W pierwszej chwili Kholat wydał mi się bardzo prosty – wystarczyło podążać przed siebie i właściwie tylko obserwować wydarzenia. Bałem się, że tak będzie już do końca, ale szybko zostało to zweryfikowane. Gdy dotarłem do wspomnianego ogniska, otrzymałem informację, że mogę skorzystać z systemu szybkiego przemieszczania się. Tu Kholat rozwinął skrzydła. Gra rozgrywa się na otwartej przestrzeni z wieloma ścieżkami, które możemy przemierzać w dowolnej kolejności. W zaprezentowanym demie pochodziliśmy po zaledwie jednej trzeciej całego świata, a i tak zdążyłem się zgubić. Głównie dlatego, że autorzy nie pokazują graczowi w bezpośredni sposób, w którym punkcie mapy się znajduje. Mamy za to możliwość odczytywania współrzędnych i korzystania z kompasu. Do tego na ścianach pojawiają się czasem tajemnicze koordynaty geograficzne. Wbrew pozorom nie wskazują miejsca, do którego dotarliśmy.

Eksploracja nie jest więc banalna i przez to potrafi zainteresować. No chyba że przez całe życie borykacie się z nieumiejętnością opanowania podstaw kartografii – w takim przypadku Kholat będzie dla was najprawdziwszym koszmarem. Ja, zaprawiony bywalec szlaków górskich, czerpałem z tego przyjemność, nawet mimo paru momentów, kiedy zacząłem dreptać w kółko. Tym bardziej że autorzy potrafią z ułamku sekundy zmienić klimat danego miejsca. Błądzimy po lesie w śnieżnej zamieci, by chwilę później zejść do wilgotnej groty i wsłuchiwać się w rytmiczne kapanie wody. W pełnej wersji gry ta różnorodność będzie jeszcze większa, bo odwiedzimy chociażby mieścinę leżącą u stóp góry. Kholat więc nie tylko samą górą będzie stał.
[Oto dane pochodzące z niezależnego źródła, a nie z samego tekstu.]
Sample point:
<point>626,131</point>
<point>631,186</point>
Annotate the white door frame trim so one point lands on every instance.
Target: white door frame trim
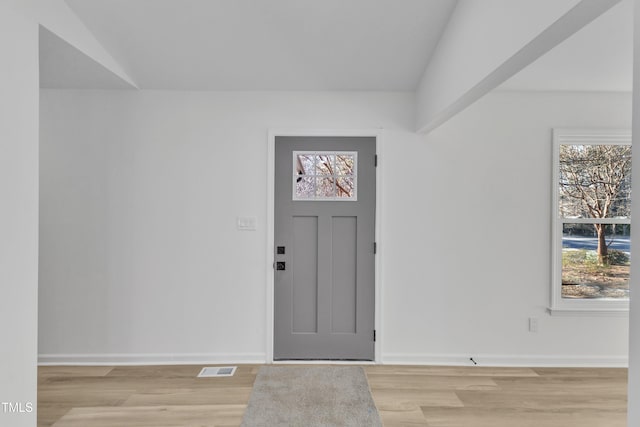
<point>271,149</point>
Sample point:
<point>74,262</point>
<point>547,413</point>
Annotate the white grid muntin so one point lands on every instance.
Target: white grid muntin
<point>296,176</point>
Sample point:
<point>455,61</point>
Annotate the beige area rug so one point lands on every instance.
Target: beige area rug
<point>311,396</point>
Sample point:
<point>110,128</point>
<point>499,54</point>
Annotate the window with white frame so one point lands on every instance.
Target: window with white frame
<point>591,220</point>
<point>325,175</point>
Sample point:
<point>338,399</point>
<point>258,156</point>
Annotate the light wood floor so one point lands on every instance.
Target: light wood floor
<point>160,396</point>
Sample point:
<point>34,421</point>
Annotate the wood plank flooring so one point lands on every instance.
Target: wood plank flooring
<point>163,396</point>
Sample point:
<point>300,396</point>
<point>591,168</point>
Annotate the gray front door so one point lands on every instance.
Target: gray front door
<point>324,248</point>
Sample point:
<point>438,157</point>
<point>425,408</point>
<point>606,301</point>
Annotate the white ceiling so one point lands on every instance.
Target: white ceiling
<point>268,45</point>
<point>599,57</point>
<point>379,45</point>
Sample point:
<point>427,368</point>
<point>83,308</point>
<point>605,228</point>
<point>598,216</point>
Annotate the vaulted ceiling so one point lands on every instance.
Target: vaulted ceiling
<point>373,45</point>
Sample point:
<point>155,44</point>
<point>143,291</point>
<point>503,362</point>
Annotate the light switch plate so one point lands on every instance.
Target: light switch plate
<point>247,223</point>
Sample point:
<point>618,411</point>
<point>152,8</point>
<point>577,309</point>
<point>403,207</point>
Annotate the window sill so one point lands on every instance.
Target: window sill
<point>589,312</point>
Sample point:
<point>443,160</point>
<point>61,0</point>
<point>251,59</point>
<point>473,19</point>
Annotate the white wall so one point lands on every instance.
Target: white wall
<point>140,194</point>
<point>18,216</point>
<point>468,251</point>
<point>141,261</point>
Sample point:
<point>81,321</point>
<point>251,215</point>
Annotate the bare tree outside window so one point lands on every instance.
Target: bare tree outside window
<point>594,202</point>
Zagrożenie kontra zaintrygowanie

Są takie gry, w których śmierć gracza stanowi integralną część budowania atmosfery zagrożenia. W innych grożenie bohaterowi potrzebne nie jest. Twórcy Kholata zdecydowali się pójść pierwszą drogą, chociaż trzeba to trochę rozwinąć. Tak, można zginąć – na przykład spaść w przepaść, zostać przygniecionym głazem lub paść ofiarą grasujących w okolicy mrocznych kreatur. Być może ze względu na konstrukcję dema nie czułem jednak wielkiego strachu i wydaje mi się, że autorzy nie celują w poczucie nieustannie powracającego lęku. Owszem czasem zdarzały się sytuacje niepokojące, w których trzeba było uważać, ale przeważnie panował klimat – nazwijmy to – turystyczny. To oczywiście nieodpowiednie słowo i chciałbym, żebyście mnie dobrze zrozumieli – nie uznaję tego za wadę, bo nawet w takich warunkach gra nadrabia niesamowitym wykonaniem i aurą.

Po prostu Kholat to nie Amnesia: Mroczny obłęd. To raczej Amnesia: A Machine for Pigs, gdzie mimo wszystko spotkania z przeciwnikami miały inną wymowę niż „trzęś portkami, bo zaraz zginiesz”. „Kholat nie jest survival horrorem, powtarzamy to na każdym możliwym kroku” – skwitował sprawę krótko Kubiak. I dodał: „My nazywamy Kholat grą eksploracyjna z elementami horroru”. Rzeczywiście przesadne straszenie gracza w tak dużym środowisku mogłoby zabić podstawową wartość tej produkcji, czyli uważne odczytanie jej scenariusza. Przy takich priorytetach potwory trzeba spuszczać ze smyczy z dużą ostrożnością i wygląda na to, że twórcy Kholata tak właśnie zamierzają zrobić. Z drugiej strony tytuł ma więcej „elementów gameplayowych”, jak określił to Kubiak, niż takie Dear Esther. Osoby, dla których pozycja ta była zbyt nużąca, powinny dobrze bawić się przy grze IMGN.pro.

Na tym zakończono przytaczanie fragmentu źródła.